They are of little use if they are not carried out properly every time, representatives from the construction and manufacturing industries were told yesterday.
The key is implementation, said Access and Scaffold Industry Association president Jonathan Wan at the third annual Work At Height Conference.
Contractors and engineers also need to work more closely to analyse the risk scenarios for each job before planning the safety procedures to be used. "Wearing personal protective equipment doesn't make you safer (on its own). In fact, it may give you a false sense of security," said Mr Wan.
Falls from heights made up 14 out of the 17 fatal falls last year, with no improvement from 2012.
To address this ongoing problem, the work-at-height regulations were expanded on May 1 to cover all businesses.
Some of the requirements include avoiding work at height where possible and having fall prevention plans. Factory owners also have to secure permits-to-work, which certify that safety measures are in place, before work can start.

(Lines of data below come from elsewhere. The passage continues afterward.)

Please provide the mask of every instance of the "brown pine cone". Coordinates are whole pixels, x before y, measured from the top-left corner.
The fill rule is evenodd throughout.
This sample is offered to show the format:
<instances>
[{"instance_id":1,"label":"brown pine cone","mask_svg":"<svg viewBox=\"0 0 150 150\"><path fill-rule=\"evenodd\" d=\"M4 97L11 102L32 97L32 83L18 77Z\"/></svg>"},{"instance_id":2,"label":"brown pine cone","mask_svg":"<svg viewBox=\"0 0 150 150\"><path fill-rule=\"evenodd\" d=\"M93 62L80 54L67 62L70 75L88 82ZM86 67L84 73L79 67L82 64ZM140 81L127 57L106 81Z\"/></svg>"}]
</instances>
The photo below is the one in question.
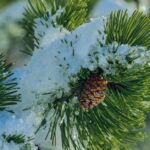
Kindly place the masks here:
<instances>
[{"instance_id":1,"label":"brown pine cone","mask_svg":"<svg viewBox=\"0 0 150 150\"><path fill-rule=\"evenodd\" d=\"M87 79L81 93L80 104L85 109L92 109L101 103L106 95L108 82L99 75L92 75Z\"/></svg>"}]
</instances>

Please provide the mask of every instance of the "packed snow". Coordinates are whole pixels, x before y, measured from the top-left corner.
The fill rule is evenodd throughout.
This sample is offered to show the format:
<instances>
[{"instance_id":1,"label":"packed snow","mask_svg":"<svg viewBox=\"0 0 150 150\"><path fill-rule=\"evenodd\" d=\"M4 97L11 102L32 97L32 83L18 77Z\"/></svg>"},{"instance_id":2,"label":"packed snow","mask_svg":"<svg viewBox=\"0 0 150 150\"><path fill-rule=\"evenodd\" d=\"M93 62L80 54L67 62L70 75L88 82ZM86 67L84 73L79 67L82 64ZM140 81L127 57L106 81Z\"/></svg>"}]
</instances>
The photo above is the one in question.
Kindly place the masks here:
<instances>
[{"instance_id":1,"label":"packed snow","mask_svg":"<svg viewBox=\"0 0 150 150\"><path fill-rule=\"evenodd\" d=\"M39 39L39 49L36 49L31 61L19 77L19 93L22 95L22 102L12 107L15 114L0 113L0 135L5 132L9 134L17 132L26 137L37 136L35 131L43 119L47 103L60 98L62 91L70 92L68 83L81 68L94 71L100 67L104 75L115 75L118 72L116 61L129 68L147 63L149 52L145 47L119 45L115 41L106 45L107 35L104 32L106 20L105 17L91 19L73 32L67 31L62 26L54 27L52 24L47 26L42 18L35 20L35 35ZM129 63L127 57L137 59ZM45 93L55 93L56 97ZM39 132L37 141L33 140L35 142L33 147L36 149L37 142L41 146L50 148L47 141L40 142L40 137L45 133ZM8 150L16 145L0 140L0 146ZM57 146L61 149L61 142Z\"/></svg>"}]
</instances>

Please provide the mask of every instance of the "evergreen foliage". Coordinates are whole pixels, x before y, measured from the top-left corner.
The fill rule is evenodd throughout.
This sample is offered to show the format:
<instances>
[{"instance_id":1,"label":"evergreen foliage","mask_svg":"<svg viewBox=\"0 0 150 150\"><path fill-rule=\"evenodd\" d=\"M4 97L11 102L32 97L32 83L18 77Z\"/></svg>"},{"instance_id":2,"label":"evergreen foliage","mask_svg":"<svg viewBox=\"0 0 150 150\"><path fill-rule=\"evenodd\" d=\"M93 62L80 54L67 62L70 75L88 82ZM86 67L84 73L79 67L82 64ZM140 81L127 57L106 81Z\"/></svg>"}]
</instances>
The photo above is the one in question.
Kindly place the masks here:
<instances>
[{"instance_id":1,"label":"evergreen foliage","mask_svg":"<svg viewBox=\"0 0 150 150\"><path fill-rule=\"evenodd\" d=\"M8 143L14 142L16 144L21 144L21 143L25 143L25 136L22 134L14 134L14 135L6 135L3 134L3 138L5 139L5 141L7 141Z\"/></svg>"},{"instance_id":2,"label":"evergreen foliage","mask_svg":"<svg viewBox=\"0 0 150 150\"><path fill-rule=\"evenodd\" d=\"M9 105L16 104L20 95L17 94L17 83L9 71L10 64L6 64L4 56L0 54L0 111Z\"/></svg>"},{"instance_id":3,"label":"evergreen foliage","mask_svg":"<svg viewBox=\"0 0 150 150\"><path fill-rule=\"evenodd\" d=\"M32 55L34 47L38 47L38 39L34 36L34 19L43 17L47 19L49 14L54 15L56 11L62 8L64 11L56 19L58 25L63 25L69 31L74 30L79 25L88 20L88 0L28 0L29 5L25 10L23 27L27 31L25 38L26 49L24 52ZM90 8L90 7L89 7Z\"/></svg>"},{"instance_id":4,"label":"evergreen foliage","mask_svg":"<svg viewBox=\"0 0 150 150\"><path fill-rule=\"evenodd\" d=\"M150 19L142 12L112 12L106 24L107 43L113 41L132 46L141 45L150 48Z\"/></svg>"}]
</instances>

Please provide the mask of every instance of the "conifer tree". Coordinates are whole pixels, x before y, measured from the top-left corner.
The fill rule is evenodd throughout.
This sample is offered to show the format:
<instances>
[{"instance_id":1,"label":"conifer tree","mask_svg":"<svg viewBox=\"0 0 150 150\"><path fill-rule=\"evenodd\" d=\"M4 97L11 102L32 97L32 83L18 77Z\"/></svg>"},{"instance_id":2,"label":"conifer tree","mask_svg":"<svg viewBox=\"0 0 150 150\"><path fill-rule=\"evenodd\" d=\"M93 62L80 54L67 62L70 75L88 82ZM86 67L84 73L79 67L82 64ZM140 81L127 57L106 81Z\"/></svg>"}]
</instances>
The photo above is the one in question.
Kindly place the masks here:
<instances>
[{"instance_id":1,"label":"conifer tree","mask_svg":"<svg viewBox=\"0 0 150 150\"><path fill-rule=\"evenodd\" d=\"M90 21L88 4L29 0L23 24L25 51L33 56L19 86L22 113L33 105L35 114L42 111L34 125L34 148L42 149L36 144L38 135L57 145L58 132L64 150L126 150L144 140L150 111L150 19L119 10ZM3 74L7 66L1 64ZM1 92L0 108L5 109L18 96L9 92L13 83L1 85L8 92ZM25 147L32 138L24 134L2 137L33 149Z\"/></svg>"}]
</instances>

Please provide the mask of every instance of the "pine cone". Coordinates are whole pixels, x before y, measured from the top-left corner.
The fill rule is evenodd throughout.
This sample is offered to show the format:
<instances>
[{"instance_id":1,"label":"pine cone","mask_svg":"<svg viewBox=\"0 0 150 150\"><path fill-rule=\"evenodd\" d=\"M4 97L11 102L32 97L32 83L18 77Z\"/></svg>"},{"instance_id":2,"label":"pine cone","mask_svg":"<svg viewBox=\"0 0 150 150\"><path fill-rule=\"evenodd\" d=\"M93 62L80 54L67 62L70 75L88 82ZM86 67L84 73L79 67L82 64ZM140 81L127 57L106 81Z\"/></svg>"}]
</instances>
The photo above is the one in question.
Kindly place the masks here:
<instances>
[{"instance_id":1,"label":"pine cone","mask_svg":"<svg viewBox=\"0 0 150 150\"><path fill-rule=\"evenodd\" d=\"M92 75L83 86L81 93L81 106L85 109L92 109L101 103L106 95L107 81L99 75Z\"/></svg>"}]
</instances>

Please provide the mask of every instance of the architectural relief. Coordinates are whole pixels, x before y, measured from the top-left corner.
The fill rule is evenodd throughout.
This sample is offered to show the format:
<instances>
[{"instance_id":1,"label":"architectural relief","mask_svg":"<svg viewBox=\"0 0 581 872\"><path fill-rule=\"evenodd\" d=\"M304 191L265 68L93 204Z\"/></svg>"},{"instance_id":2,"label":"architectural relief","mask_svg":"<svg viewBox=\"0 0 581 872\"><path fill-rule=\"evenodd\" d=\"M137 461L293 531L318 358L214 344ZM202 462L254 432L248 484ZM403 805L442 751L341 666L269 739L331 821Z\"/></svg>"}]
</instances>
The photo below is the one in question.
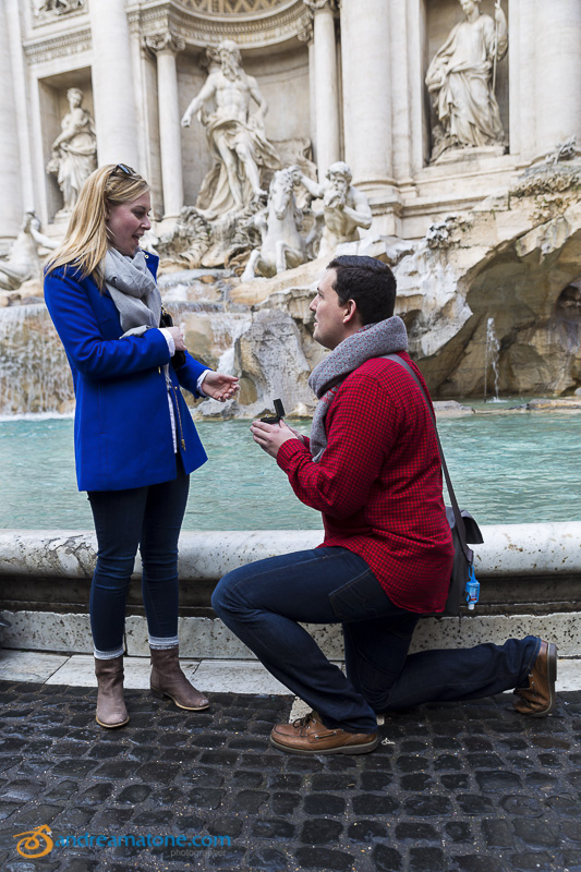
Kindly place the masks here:
<instances>
[{"instance_id":1,"label":"architectural relief","mask_svg":"<svg viewBox=\"0 0 581 872\"><path fill-rule=\"evenodd\" d=\"M66 12L85 10L87 0L35 0L35 15L44 17L47 14L64 15Z\"/></svg>"},{"instance_id":2,"label":"architectural relief","mask_svg":"<svg viewBox=\"0 0 581 872\"><path fill-rule=\"evenodd\" d=\"M180 39L180 37L177 37L167 31L162 34L152 34L150 36L145 36L143 39L143 46L153 55L157 55L158 51L172 51L177 53L178 51L184 50L185 43L183 39Z\"/></svg>"},{"instance_id":3,"label":"architectural relief","mask_svg":"<svg viewBox=\"0 0 581 872\"><path fill-rule=\"evenodd\" d=\"M256 12L270 12L282 5L285 0L181 0L182 5L214 15L244 15Z\"/></svg>"},{"instance_id":4,"label":"architectural relief","mask_svg":"<svg viewBox=\"0 0 581 872\"><path fill-rule=\"evenodd\" d=\"M210 53L210 52L208 52ZM251 111L251 99L258 109ZM240 211L256 197L266 196L259 167L278 169L280 161L264 132L267 104L253 76L242 69L235 43L225 39L210 53L210 72L182 118L189 128L198 113L216 160L204 179L197 207L214 218Z\"/></svg>"},{"instance_id":5,"label":"architectural relief","mask_svg":"<svg viewBox=\"0 0 581 872\"><path fill-rule=\"evenodd\" d=\"M95 122L83 109L83 92L69 88L66 99L71 111L62 119L62 131L52 143L48 173L55 173L62 191L63 207L57 215L69 215L78 197L83 182L97 169L97 135Z\"/></svg>"},{"instance_id":6,"label":"architectural relief","mask_svg":"<svg viewBox=\"0 0 581 872\"><path fill-rule=\"evenodd\" d=\"M481 0L459 2L465 21L452 28L425 80L438 119L433 161L450 148L506 145L494 93L496 65L508 49L505 13L500 0L495 3L494 21L481 14Z\"/></svg>"},{"instance_id":7,"label":"architectural relief","mask_svg":"<svg viewBox=\"0 0 581 872\"><path fill-rule=\"evenodd\" d=\"M40 221L34 211L27 211L12 250L5 261L0 261L0 288L4 291L17 291L21 284L29 279L40 279L43 267L38 256L38 246L55 249L55 240L40 232Z\"/></svg>"},{"instance_id":8,"label":"architectural relief","mask_svg":"<svg viewBox=\"0 0 581 872\"><path fill-rule=\"evenodd\" d=\"M359 228L368 230L372 226L372 210L367 197L351 184L351 170L338 160L331 164L323 184L308 179L300 170L295 179L301 182L314 198L323 199L325 229L320 239L318 257L331 255L343 242L359 239Z\"/></svg>"},{"instance_id":9,"label":"architectural relief","mask_svg":"<svg viewBox=\"0 0 581 872\"><path fill-rule=\"evenodd\" d=\"M302 213L294 198L294 187L301 179L302 172L296 165L275 172L267 207L254 216L262 245L252 252L242 274L243 281L256 275L275 276L306 261L306 243L299 231Z\"/></svg>"}]
</instances>

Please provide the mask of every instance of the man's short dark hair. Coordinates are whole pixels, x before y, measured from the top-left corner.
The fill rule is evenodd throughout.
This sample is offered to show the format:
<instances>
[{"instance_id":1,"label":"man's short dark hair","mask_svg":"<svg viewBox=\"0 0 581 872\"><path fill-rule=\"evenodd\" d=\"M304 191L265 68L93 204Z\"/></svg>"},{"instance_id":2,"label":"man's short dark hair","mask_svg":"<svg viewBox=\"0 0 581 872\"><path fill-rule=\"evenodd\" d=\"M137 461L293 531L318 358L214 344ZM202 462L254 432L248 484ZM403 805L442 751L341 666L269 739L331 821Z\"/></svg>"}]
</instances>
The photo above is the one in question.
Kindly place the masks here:
<instances>
[{"instance_id":1,"label":"man's short dark hair","mask_svg":"<svg viewBox=\"0 0 581 872\"><path fill-rule=\"evenodd\" d=\"M390 318L396 305L396 277L383 261L342 254L327 269L337 271L334 290L341 305L354 300L363 324Z\"/></svg>"}]
</instances>

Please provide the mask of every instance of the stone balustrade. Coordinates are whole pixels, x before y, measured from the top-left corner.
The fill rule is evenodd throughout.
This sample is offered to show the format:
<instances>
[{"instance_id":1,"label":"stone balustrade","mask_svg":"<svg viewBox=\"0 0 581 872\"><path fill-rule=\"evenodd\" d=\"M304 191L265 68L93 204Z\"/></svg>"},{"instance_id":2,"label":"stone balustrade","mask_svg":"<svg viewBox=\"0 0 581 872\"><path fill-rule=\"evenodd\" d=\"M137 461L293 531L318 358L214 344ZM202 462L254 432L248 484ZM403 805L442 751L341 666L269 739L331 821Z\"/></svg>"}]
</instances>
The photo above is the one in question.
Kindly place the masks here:
<instances>
[{"instance_id":1,"label":"stone balustrade","mask_svg":"<svg viewBox=\"0 0 581 872\"><path fill-rule=\"evenodd\" d=\"M475 546L481 603L459 618L426 618L414 650L452 647L509 635L550 637L565 656L581 655L581 522L483 526ZM247 657L250 652L214 617L216 581L242 564L315 547L317 530L183 532L180 538L181 647L186 656ZM95 561L87 531L0 531L0 608L12 622L8 647L90 653L87 604ZM128 600L126 645L147 653L136 576ZM311 628L327 654L341 657L339 627Z\"/></svg>"}]
</instances>

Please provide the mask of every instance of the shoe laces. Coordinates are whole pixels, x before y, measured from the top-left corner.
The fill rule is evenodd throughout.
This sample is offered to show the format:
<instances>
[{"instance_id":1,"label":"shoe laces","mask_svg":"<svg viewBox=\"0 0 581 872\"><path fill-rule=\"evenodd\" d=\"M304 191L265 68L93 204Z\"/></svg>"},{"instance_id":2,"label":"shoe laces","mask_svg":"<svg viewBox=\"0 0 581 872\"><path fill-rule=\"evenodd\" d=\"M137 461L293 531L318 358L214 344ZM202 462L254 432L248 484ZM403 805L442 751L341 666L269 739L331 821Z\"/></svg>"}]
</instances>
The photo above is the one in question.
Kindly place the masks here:
<instances>
[{"instance_id":1,"label":"shoe laces","mask_svg":"<svg viewBox=\"0 0 581 872\"><path fill-rule=\"evenodd\" d=\"M301 735L302 735L302 730L306 729L311 723L313 724L316 723L316 720L317 720L316 712L308 712L308 714L303 715L302 717L298 717L296 720L293 720L292 726L296 727L296 729L301 729Z\"/></svg>"}]
</instances>

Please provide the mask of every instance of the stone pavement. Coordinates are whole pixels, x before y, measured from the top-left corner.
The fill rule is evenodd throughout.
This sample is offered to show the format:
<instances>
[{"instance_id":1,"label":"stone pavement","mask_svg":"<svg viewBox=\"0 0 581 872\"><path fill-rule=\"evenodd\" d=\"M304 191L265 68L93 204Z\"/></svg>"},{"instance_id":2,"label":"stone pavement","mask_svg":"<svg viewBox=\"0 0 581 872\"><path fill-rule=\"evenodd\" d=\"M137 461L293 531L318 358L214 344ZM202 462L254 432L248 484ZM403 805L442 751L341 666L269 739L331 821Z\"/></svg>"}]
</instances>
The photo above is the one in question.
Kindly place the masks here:
<instances>
[{"instance_id":1,"label":"stone pavement","mask_svg":"<svg viewBox=\"0 0 581 872\"><path fill-rule=\"evenodd\" d=\"M92 688L0 682L2 872L581 870L580 691L544 719L509 694L424 706L372 754L314 759L268 744L291 697L126 697L108 731ZM70 844L33 858L43 825Z\"/></svg>"}]
</instances>

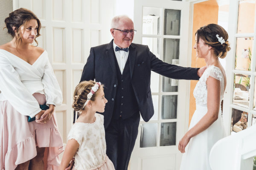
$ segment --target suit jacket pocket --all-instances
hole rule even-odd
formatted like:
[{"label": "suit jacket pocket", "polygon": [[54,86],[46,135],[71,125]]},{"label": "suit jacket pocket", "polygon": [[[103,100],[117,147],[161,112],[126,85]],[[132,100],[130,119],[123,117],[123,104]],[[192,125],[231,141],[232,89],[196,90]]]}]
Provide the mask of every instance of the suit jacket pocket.
[{"label": "suit jacket pocket", "polygon": [[137,64],[137,67],[140,67],[142,65],[143,65],[143,64],[144,63],[144,62],[143,61],[142,62],[141,62],[140,64]]}]

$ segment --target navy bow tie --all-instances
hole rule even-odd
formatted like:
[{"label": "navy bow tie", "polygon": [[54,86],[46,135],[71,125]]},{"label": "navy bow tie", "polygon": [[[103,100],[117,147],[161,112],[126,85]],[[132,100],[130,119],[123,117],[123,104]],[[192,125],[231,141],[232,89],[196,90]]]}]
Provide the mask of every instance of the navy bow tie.
[{"label": "navy bow tie", "polygon": [[119,51],[120,50],[122,50],[124,51],[125,52],[128,52],[128,51],[129,51],[129,48],[128,48],[128,47],[127,47],[125,48],[121,48],[118,47],[118,46],[116,46],[115,50],[116,51]]}]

But sometimes, inadequate supervision or training of workers result in accidents, despite the documentation being in place.
"Obviously if any individual recognises the risk, he will not do it. But when workers take that risk often enough and nothing happens, they begin to assume the risk is not there," said Mr Lai Poon Piau, executive director of the Workplace Safety and Health Council, speaking at the conference at Singapore Expo.
The event was co-hosted by the Singapore Contractors Association.
Its president, Dr Ho Nyok Yong, said that the construction industry is grappling with a manpower shortage, tight completion schedules and rising operation costs.
"But it cannot be the excuse for the tragic start this year with 12 fatalities in the first three months," he said.